I've only had a few "premium" black teas so far. I recently gave this one a try:http://www.rishi-tea.com/product/ceylon ... /black-tea
The leaves appear to be good quality, unbroken, and have a fruit-heavy scent that makes me think of prunes.
I prepared it in this manner:
5.5g of tea leaf
250ml water, boiled, poured into a "kyusu" teapot
2m first infusion
It's actually very good. Aroma is very alluring when infused, and the resulting liquid is sweet, full and even throughout.
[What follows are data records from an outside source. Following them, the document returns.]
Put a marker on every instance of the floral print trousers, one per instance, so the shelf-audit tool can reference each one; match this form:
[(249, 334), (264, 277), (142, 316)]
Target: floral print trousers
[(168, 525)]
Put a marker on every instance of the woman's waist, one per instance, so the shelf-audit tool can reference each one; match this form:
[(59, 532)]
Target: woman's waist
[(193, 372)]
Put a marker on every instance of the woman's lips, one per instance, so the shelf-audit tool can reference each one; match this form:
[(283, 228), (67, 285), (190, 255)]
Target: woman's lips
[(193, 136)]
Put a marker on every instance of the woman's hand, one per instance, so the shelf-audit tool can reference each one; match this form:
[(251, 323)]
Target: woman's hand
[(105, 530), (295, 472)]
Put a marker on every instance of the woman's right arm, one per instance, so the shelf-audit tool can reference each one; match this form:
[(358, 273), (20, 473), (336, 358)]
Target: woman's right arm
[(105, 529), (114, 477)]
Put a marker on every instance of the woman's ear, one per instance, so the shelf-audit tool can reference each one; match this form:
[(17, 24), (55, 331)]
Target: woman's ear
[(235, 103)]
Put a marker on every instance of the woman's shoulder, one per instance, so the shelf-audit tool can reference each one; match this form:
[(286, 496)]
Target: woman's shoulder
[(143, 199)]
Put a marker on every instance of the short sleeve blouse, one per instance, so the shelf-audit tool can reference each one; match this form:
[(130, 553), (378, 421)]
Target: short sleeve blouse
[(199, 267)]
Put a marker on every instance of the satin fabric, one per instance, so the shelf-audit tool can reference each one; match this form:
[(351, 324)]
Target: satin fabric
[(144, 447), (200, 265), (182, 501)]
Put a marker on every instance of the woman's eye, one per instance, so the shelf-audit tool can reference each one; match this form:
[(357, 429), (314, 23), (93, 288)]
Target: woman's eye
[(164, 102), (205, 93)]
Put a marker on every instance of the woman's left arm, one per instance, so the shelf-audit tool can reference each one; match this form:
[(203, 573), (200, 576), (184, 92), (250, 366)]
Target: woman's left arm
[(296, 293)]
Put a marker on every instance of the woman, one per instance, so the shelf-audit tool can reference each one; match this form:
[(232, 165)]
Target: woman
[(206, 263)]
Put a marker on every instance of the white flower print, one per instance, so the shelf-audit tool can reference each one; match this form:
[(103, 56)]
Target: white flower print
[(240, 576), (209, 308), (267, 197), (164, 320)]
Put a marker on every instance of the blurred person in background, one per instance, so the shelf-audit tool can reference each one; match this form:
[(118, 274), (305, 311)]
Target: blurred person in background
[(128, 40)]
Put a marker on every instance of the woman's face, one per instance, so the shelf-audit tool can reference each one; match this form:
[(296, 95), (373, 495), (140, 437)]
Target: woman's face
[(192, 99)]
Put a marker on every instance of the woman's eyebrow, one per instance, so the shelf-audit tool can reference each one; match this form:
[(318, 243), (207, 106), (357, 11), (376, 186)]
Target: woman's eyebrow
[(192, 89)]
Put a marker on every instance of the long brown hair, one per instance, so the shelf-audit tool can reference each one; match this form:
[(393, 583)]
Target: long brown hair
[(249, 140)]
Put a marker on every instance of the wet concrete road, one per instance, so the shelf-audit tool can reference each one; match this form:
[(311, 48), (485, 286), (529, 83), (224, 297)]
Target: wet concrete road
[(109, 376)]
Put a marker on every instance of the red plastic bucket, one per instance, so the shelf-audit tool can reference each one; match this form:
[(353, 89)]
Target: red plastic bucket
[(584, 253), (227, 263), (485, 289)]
A second follow up infusion at 2m 30s with the same amount of boiled water is also appealing. Instead of becoming harsher like the Yunnanese tea that has most recently been my "black teas", it keeps a similar profile, though slightly weaker. I haven't had a chance to do a third infusion, so I might try that this weekend.
This tea, insofar as black tea goes, is not very tannic.
As you can tell, I'm awful at explaining my experience!
This is my first Ceylon tea. When getting into higher grade teas, my exposure to hongchas has been relatively limited compared to the others. I had been wanting to try some Indic-region produced teas and decided on this one over the Assam due to price.
This is not a tea that asks for anything to be added to it, as it's very satisfying on it's own. If you're thinking about trying it, I think it was a worthwhile experience.